Pour ce qui est de me les présenter, me les “introduire”…
Trois encore, même scénario, même immense jouissance ; mon guide se tient à part, regarde, il sait qu’il me possèdera ce soir, tout seul, à sa guise…

Le périple enchanteur se poursuit, lapins blancs bondissants, renards argentés, troupeaux de rennes, campagnes féériques…
Il me mène à ma prochaine rencontre « amicale » ; grand bâtiment de bois très différent ; il ouvre la porte ; j’ai un choc ! des milliers de poissons pendus sur des fils, des harengs, de partout, jusqu’à mi hauteur ; une cheminée centrale, bois de hêtre ; quel spectacle improbable ! Mais comme ils me gratifient encore de douces et puissantes pénétrations, bouche, anus, vagin, je défaille à plusieurs reprises.
Si on prend la première lettre de chaque mot çà fait « b.a.v. », et mes trois orifices naturels en bavent de joie ! Je dégouline de liqueurs mêlées indécente.
Et dorénavant il me demande à chaque fois de parler en français ce qui provoque les mêmes réactions d’effusions et de marades…

Je lui demande ;
« Pourquoi toujours par 3 ?
« Cela ne te convient pas ? tu en veux plus ? moins ?
« Non…
« La nature vous a doté de trois accès délicieux, alors profite ?
Logique, simple, imparable, et….très très satisfaisant, ils ont tout comprit :
Il m’explique que pour son peuple l’amour est naturel, un plaisir comme tous les autres, sans complexe mais avec respect, la femme étant au centre de toute famille, groupe, village. De fait je n’ai pas à me plaindre, ils prennent soins à mes plaisirs, s’enthousiasment à mes orgasmes, me laissent un minimum de temps pour reprendre mon souffle avant de poursuivre de plus belle…
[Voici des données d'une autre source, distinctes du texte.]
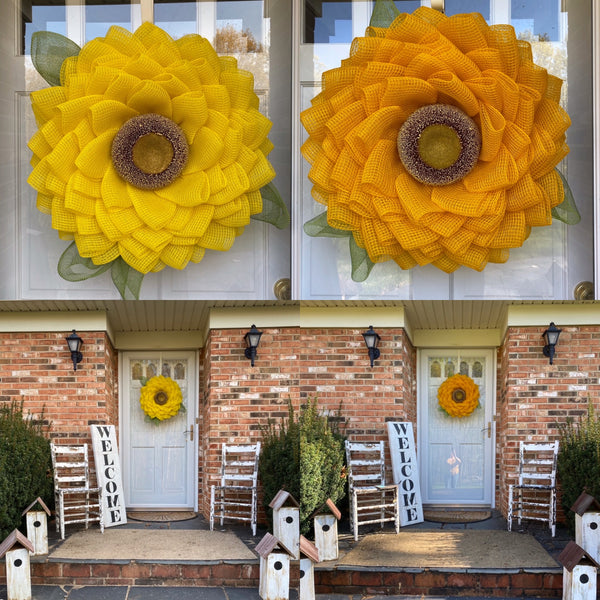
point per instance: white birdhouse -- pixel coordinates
(325, 523)
(587, 524)
(308, 556)
(579, 573)
(37, 525)
(274, 577)
(16, 547)
(286, 521)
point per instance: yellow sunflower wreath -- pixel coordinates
(458, 396)
(436, 141)
(149, 152)
(161, 398)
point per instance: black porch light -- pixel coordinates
(252, 339)
(372, 341)
(75, 343)
(550, 340)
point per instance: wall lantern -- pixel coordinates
(252, 339)
(550, 339)
(75, 343)
(372, 341)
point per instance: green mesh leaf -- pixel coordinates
(318, 227)
(566, 211)
(73, 267)
(361, 263)
(48, 52)
(126, 279)
(384, 13)
(274, 209)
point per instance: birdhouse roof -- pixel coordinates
(584, 502)
(333, 509)
(15, 538)
(281, 499)
(270, 543)
(309, 549)
(39, 501)
(573, 555)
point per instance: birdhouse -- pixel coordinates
(274, 577)
(37, 525)
(286, 521)
(325, 522)
(579, 573)
(587, 524)
(309, 555)
(16, 547)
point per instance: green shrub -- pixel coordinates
(25, 465)
(279, 465)
(306, 458)
(579, 461)
(322, 463)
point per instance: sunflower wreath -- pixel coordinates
(161, 398)
(149, 151)
(458, 396)
(436, 142)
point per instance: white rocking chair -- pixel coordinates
(76, 501)
(534, 496)
(371, 500)
(236, 496)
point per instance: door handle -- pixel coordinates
(191, 432)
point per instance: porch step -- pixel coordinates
(440, 582)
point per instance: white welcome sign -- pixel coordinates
(405, 472)
(108, 473)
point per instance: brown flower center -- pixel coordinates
(161, 398)
(149, 151)
(459, 395)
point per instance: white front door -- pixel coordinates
(159, 459)
(456, 453)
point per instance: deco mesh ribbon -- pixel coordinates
(475, 170)
(149, 150)
(161, 398)
(458, 396)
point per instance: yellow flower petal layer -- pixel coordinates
(428, 58)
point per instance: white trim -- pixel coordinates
(454, 338)
(159, 340)
(534, 315)
(596, 126)
(192, 414)
(491, 367)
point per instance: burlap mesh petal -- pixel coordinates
(460, 60)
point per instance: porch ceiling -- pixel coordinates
(192, 315)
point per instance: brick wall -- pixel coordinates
(37, 368)
(534, 397)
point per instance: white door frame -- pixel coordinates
(490, 408)
(192, 407)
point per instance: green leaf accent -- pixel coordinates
(48, 52)
(73, 267)
(318, 227)
(566, 211)
(126, 279)
(384, 13)
(361, 263)
(274, 209)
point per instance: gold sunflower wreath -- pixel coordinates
(435, 142)
(149, 152)
(161, 398)
(458, 396)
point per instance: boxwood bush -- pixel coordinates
(25, 465)
(579, 460)
(304, 456)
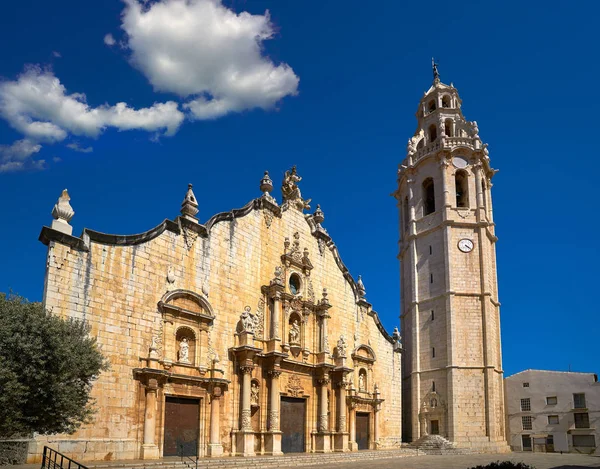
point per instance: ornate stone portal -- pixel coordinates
(171, 309)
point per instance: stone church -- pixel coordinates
(247, 334)
(244, 335)
(452, 376)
Lendemain, balade ; lac gelé ; igloo, le premier que je vois de ma vie !
Ce sont trois femmes qui m’attendent !!! Je suis caressée, léchée partout, les tétines, la chatoune, mon bouton d’amour happé, elles se positionnent pour que je puisse leur rende la pareille…puis l’une d’entre elles me parcourt la vulve du bout du pied, ma fente, les petits doigts gigotent à l’entrée, puis dans le vestibule, puis à l’intérieur avec grande délicatesse mais détermination ; je connaissais le « fist » classique, avec une main, mais là avec le pied, c’est un scoop et je dois avouer des sensations des plus originales et fortes !
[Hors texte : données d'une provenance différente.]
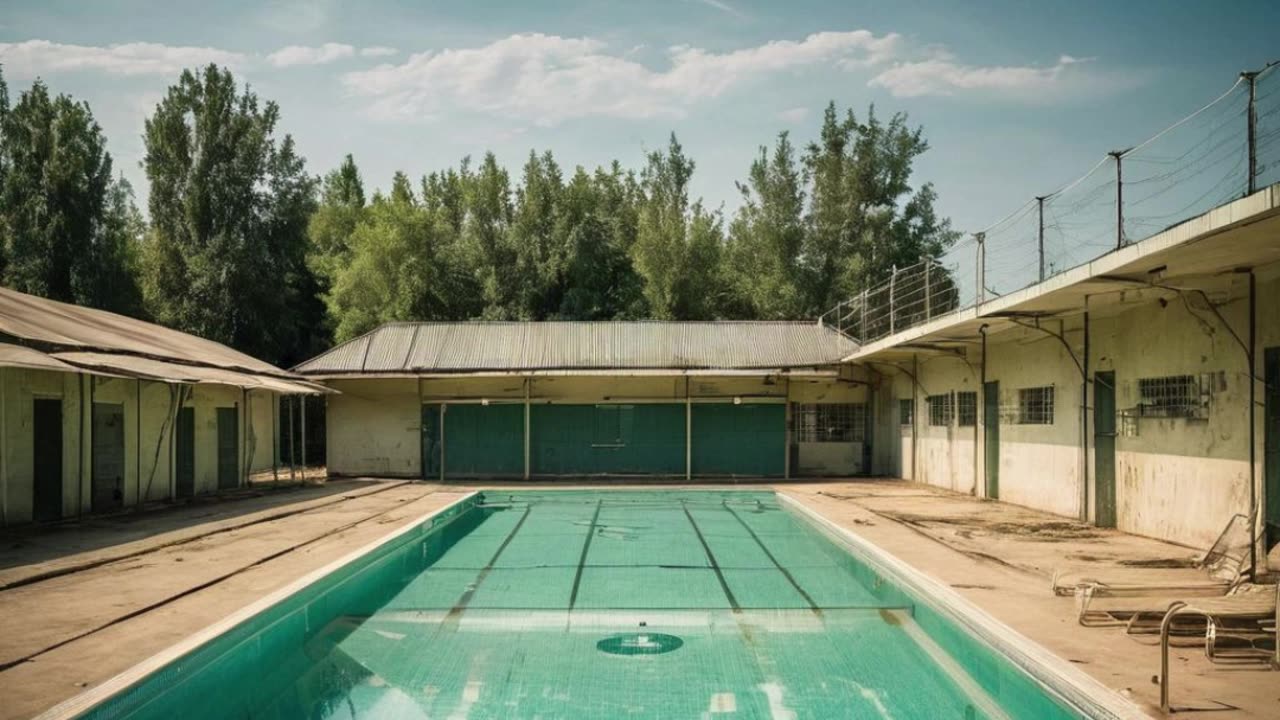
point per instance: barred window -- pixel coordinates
(967, 409)
(1173, 396)
(1036, 405)
(941, 409)
(831, 423)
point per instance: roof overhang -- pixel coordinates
(1239, 236)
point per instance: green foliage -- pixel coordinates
(67, 229)
(229, 212)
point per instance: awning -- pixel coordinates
(19, 356)
(159, 370)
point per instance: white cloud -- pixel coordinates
(794, 114)
(36, 57)
(549, 78)
(309, 55)
(944, 76)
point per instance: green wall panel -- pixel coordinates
(739, 440)
(484, 440)
(586, 440)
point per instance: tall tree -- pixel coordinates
(864, 215)
(67, 229)
(677, 242)
(229, 209)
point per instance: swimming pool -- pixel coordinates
(611, 604)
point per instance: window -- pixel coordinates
(941, 409)
(1173, 396)
(967, 409)
(831, 423)
(1036, 405)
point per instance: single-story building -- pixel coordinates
(588, 399)
(100, 411)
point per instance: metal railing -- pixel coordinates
(1225, 150)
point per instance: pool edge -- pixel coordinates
(78, 705)
(1078, 688)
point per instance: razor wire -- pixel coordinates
(1220, 153)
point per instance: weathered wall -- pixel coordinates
(147, 429)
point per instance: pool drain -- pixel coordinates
(639, 643)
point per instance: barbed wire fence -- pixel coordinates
(1228, 149)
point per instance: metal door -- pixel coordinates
(228, 447)
(991, 434)
(48, 427)
(108, 478)
(186, 452)
(1105, 447)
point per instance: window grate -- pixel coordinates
(1173, 396)
(941, 409)
(831, 422)
(1036, 405)
(967, 409)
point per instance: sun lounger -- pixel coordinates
(1220, 569)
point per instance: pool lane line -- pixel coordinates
(156, 605)
(711, 557)
(581, 560)
(456, 611)
(786, 573)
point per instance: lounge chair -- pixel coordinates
(1221, 566)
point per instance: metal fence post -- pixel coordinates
(1119, 154)
(982, 261)
(1040, 203)
(892, 281)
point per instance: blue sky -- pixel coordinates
(1015, 98)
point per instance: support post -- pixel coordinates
(892, 310)
(1118, 155)
(1252, 124)
(1040, 235)
(528, 428)
(981, 269)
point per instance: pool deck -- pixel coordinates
(83, 601)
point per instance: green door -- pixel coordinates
(228, 447)
(991, 434)
(608, 440)
(186, 452)
(48, 429)
(430, 460)
(1271, 445)
(484, 441)
(108, 466)
(1105, 447)
(739, 440)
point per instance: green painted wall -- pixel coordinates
(484, 440)
(739, 440)
(571, 440)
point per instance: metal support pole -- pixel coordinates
(1252, 123)
(1040, 205)
(528, 429)
(1118, 155)
(892, 282)
(981, 269)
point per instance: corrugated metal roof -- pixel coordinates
(481, 346)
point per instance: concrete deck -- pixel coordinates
(108, 593)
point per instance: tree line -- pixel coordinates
(243, 245)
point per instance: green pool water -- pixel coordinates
(597, 605)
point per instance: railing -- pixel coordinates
(1223, 151)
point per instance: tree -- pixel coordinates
(677, 244)
(229, 210)
(864, 217)
(68, 231)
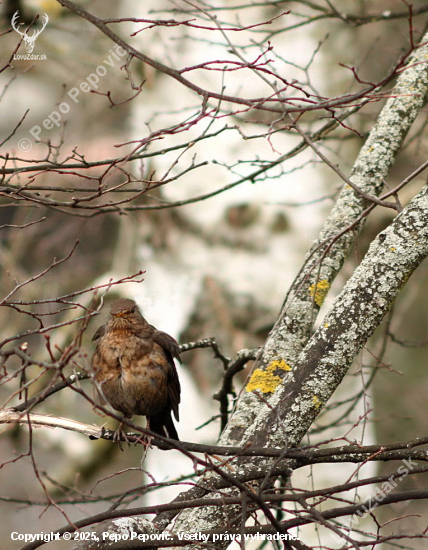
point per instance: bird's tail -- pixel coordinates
(162, 424)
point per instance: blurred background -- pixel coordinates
(218, 266)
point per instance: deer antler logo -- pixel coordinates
(29, 41)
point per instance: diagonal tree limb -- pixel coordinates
(297, 374)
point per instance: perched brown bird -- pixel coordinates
(134, 368)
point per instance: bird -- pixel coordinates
(134, 371)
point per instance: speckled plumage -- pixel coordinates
(134, 368)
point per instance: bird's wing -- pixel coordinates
(167, 342)
(100, 332)
(172, 349)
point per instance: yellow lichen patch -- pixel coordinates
(278, 364)
(319, 291)
(316, 401)
(265, 380)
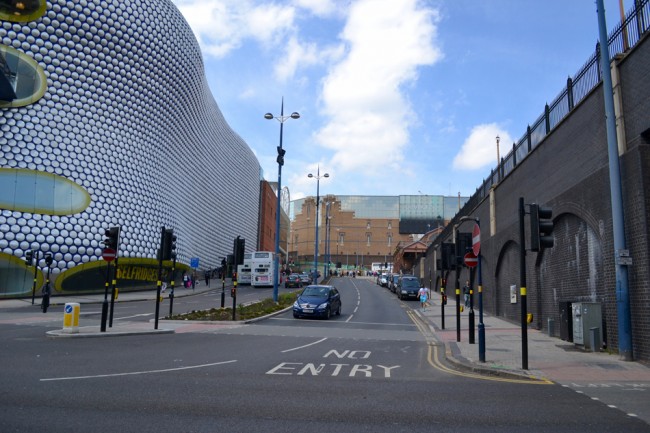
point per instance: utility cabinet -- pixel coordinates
(566, 321)
(587, 319)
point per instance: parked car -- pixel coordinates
(293, 280)
(317, 301)
(408, 286)
(305, 278)
(392, 282)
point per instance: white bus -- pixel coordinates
(262, 268)
(244, 274)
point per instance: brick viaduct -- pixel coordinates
(568, 171)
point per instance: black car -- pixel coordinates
(392, 282)
(317, 301)
(305, 278)
(408, 287)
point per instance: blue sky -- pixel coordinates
(395, 96)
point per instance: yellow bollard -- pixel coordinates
(71, 318)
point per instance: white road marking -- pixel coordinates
(135, 372)
(306, 345)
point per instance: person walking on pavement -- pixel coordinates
(423, 295)
(466, 290)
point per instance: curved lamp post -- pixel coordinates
(280, 159)
(318, 177)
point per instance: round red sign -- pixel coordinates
(476, 240)
(470, 260)
(109, 254)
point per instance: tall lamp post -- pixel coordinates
(326, 266)
(280, 159)
(318, 177)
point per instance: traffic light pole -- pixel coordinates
(159, 282)
(113, 293)
(102, 326)
(522, 277)
(35, 256)
(171, 283)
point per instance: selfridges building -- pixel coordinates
(107, 120)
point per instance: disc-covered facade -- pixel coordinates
(123, 132)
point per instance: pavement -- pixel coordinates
(548, 357)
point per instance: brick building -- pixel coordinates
(562, 162)
(361, 230)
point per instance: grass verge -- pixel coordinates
(242, 312)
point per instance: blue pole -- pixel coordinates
(481, 325)
(316, 217)
(618, 219)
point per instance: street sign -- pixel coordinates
(470, 260)
(476, 240)
(109, 254)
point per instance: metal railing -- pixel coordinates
(624, 36)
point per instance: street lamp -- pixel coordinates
(498, 154)
(280, 159)
(318, 178)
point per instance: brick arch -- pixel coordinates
(573, 270)
(506, 273)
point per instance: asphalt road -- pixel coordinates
(374, 369)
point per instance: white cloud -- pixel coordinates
(480, 148)
(222, 26)
(365, 94)
(320, 8)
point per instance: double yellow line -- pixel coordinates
(433, 357)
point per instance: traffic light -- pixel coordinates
(280, 158)
(541, 227)
(464, 245)
(169, 245)
(448, 258)
(112, 237)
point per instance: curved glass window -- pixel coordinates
(22, 10)
(41, 192)
(22, 80)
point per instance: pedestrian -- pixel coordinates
(45, 302)
(466, 290)
(423, 294)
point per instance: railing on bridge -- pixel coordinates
(624, 36)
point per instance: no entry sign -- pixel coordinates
(470, 260)
(476, 240)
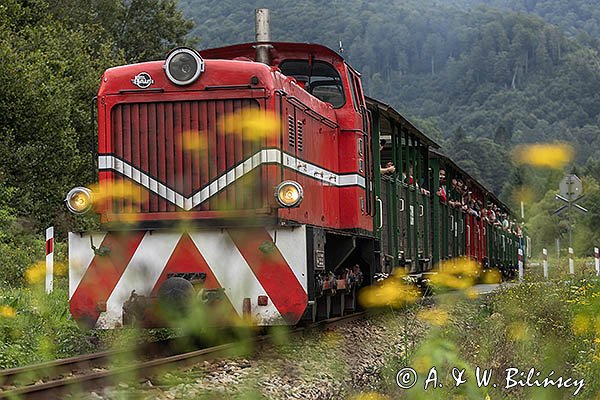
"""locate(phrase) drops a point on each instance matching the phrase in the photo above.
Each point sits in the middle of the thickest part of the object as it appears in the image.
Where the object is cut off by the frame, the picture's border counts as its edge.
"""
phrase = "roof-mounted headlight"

Deux heures plus tard plus loin, un trio mâle, enfin, car j’ai besoin de jouir fort !
Ils pourraient être 6 ou 9 tant ils sont infatigables, m’honorent plusieurs fois, la ronde se forme sans se rompre, inlassablement, indéfiniment, « tournez manège »… !!!
Pourquoi me suis-je plainte d’avoir la chatte en feu ? de n’en plus pouvoir ?
Mon guide a traduit, les hommes papotent, se marrent ; deux m’empoignent sous les genoux et m’élèvent en l’air, ouverte, je m’agrippe à leurs épaules, ils me sortent, l’air est vif ! quelques pas, il a dû y avoir au coin de la cabane des tombées d’eau en goutte à goutte pour former une énorme stalagmite, au moins 80 cm de haut
« Oh nooon…
Et si ! ils me positionnent au dessus, m’abaissent avec précaution, la tête du glaçon géant frôle ma fente, trouve l’entrée de mon vagin, s’introduit sans peine ; ils vont me faire descendre remonter lentement, longtemps jusqu’à ce que je crie comme une folle, l’intérieur dilaté et congelé !
Alors ils me rentrent, toujours en « chaise à porteur » ; leurs pénis si fiers tout à l’heure se sont recroquevillés, alors ma bouche fait reprendre forme au membre aussitôt logé dans ma chatte froide qui reprend vie et jouissance, puis le second puis le troisième….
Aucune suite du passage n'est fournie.